At a gig earlier that year with Damon, saxophonist Josh Allen (who would appear on my out-of-print "Revolt Music" CD) and guitarist Henry Kaiser, I met the notorious William Winant. William came up to me after the set and said he liked my drumming. I said, "Well, then let's play sometime!" and eventually we did. I first caught wind of his prowess in the early '90s on a fucking insane live demo tape by the Glenn Spearman Double Trio, where the band raged for 90 minutes straight at a pace which made Coltrane's "Ascension" sound like Kenny G. William might be best known for his work with John Zorn on various classical tinged projects as well as a stint as auxiliary percussionist with Mr. Bungle. Needless to say, he is a voracious, bloodyminded technician and performer who is more than ready to go off at a moment's notice. When you need some really ridiculously complex shit played on drums, you call him. He gets thrown on a plane and flown to Switzerland to play Stockhausen and Xenakis and then comes right back home and gleefully stirs up a ton of racket with a sleazy scumbag like yours truly. Mr. Winant is an adherent of the highest and lowest brows possible. He can also play precisely in two different tempi at the same time, and I have it on pretty good authority that his favorite movie is "Jackass 2".
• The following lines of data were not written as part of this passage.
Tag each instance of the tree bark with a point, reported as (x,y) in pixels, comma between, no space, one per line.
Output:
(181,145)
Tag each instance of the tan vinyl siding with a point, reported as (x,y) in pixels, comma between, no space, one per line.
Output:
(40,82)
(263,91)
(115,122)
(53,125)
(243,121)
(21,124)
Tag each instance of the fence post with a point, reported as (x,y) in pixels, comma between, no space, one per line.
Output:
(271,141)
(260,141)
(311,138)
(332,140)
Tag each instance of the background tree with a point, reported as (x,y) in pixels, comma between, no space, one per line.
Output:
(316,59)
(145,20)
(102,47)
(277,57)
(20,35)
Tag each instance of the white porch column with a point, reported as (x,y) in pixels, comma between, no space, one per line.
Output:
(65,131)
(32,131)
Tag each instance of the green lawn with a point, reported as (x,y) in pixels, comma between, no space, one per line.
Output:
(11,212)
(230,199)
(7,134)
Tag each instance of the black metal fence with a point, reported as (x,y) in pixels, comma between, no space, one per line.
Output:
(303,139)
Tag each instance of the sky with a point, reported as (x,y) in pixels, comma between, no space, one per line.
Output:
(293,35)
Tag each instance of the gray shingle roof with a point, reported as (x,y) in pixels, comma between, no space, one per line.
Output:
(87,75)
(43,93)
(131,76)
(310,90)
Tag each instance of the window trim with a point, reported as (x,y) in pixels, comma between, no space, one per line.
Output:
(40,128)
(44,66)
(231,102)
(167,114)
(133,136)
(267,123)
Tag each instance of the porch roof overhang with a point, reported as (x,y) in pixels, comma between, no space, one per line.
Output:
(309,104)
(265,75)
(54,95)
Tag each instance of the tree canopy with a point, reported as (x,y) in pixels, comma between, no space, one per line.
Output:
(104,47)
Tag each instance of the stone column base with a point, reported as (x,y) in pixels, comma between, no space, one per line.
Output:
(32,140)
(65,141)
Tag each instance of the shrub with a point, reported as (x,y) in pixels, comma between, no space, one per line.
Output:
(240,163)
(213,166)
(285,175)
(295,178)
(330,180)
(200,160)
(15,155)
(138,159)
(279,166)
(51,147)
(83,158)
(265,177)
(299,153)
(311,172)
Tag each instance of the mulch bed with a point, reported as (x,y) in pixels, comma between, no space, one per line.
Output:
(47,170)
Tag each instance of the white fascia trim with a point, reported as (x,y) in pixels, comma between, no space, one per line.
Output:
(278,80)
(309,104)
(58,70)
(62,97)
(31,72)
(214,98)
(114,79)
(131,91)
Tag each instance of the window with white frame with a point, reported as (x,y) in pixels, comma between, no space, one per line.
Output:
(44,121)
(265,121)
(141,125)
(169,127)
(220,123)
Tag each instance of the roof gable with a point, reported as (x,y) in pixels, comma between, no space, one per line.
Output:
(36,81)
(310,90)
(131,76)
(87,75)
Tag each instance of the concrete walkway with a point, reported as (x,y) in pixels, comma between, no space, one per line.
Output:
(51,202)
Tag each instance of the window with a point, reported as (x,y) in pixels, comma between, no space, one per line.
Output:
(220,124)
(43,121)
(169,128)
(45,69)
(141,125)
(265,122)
Later on, Damon called me and said, "Hey, remember that guy Mark Miller? He's playing a gig with Fred Frith and Larry Ochs." Yes, I did remember Mark Miller. He was one of the great drummers on the classic, early John Zorn and Elliott Sharp records. In fact, years earlier, I ran into Elliott in New York at a record store and asked him, "Whatever happened to Mark Miller?" He did tell me Mark was on the West Coast, but it didn't concern me much, considering I was still living in Chicago at that point. Mark was a bit of an enigma but we quickly made friends with him and he was clearly relieved that there were some local people interested in what he did. We got along well because we all craved unhinged outbursts of cacophony and artistic violence. You see, Mark had a bit of a reputation for being a crazed wild card of a player back in the old days. He was notorious for (literally) playing with fire on stage and even went as far as lighting off a quarter stick of dynamite at a legendary gig at the Kitchen in the early '80s. Mark's avant-rockist sensibilities helped him cross over into the early New/No Wave and he had played with many of the key luminaries in the New York scene. I eventually wound up compiling the extant recordings of Mark's old NYC improv/no-wave/what-the-fuck band Toy Killers.
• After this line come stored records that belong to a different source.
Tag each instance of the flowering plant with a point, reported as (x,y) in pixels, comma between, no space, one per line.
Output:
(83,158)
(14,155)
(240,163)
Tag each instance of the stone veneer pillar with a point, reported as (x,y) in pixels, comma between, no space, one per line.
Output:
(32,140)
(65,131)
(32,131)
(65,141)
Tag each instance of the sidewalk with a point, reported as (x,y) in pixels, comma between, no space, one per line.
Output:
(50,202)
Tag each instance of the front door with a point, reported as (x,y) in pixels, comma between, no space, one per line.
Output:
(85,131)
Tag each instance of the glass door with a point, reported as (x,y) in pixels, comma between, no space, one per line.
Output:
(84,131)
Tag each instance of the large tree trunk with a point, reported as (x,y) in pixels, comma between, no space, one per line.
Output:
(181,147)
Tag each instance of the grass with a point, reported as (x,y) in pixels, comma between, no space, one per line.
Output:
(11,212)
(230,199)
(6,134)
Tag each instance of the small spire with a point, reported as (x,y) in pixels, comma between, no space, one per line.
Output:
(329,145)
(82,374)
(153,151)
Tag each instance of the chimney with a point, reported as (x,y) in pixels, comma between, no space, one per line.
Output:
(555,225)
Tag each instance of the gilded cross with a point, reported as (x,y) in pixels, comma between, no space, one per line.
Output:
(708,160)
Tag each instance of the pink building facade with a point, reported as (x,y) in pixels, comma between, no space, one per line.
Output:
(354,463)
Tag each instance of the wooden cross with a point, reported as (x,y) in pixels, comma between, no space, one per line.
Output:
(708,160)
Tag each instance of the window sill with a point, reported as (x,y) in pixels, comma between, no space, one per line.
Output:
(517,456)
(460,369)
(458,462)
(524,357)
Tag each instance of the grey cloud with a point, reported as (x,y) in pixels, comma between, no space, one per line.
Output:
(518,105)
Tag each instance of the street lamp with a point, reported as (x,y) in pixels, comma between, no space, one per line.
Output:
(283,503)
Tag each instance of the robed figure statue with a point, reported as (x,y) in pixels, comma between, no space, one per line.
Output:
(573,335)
The first Cellular Chaos gig was an unrehearsed affair which took place at 21 Grand in Oakland, California on November 17, 2006. We just cranked everything up and went for it. The two drummers bashed away against the bleak, disjointed modernist scrapings of the bass and I raged on top of the whole mess, fingers flying recklessly. It may not have been a great success musically, but rather a basic statement of intent: a salvo of blind, weird rage delivered at claustrophobic volume and density.
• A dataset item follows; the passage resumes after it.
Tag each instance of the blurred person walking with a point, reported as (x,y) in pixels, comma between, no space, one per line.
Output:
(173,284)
This quartet would play four more gigs over the course of 2007 before falling by the wayside. I tried to incorporate a bit of structure and conduction into the fracas, but it seemed that this pack of wild animals was beyond any notion of "rehearsal", tightness or order. We made a lot of noise, but it seemed like the thing had run its course. It didn't seem like anyone really considered it to be a particularly good band, but we did it for the fuck of it and left it at that. As such, Cellular Chaos laid dormant for a while. Mark, Damon and I would do some similarly incendiary gigs in 2008 under the Toy Killers tag . . .
An excerpt from the final performance of Cellular Chaos Mark One in San Francisco, CA on September 25, 2007.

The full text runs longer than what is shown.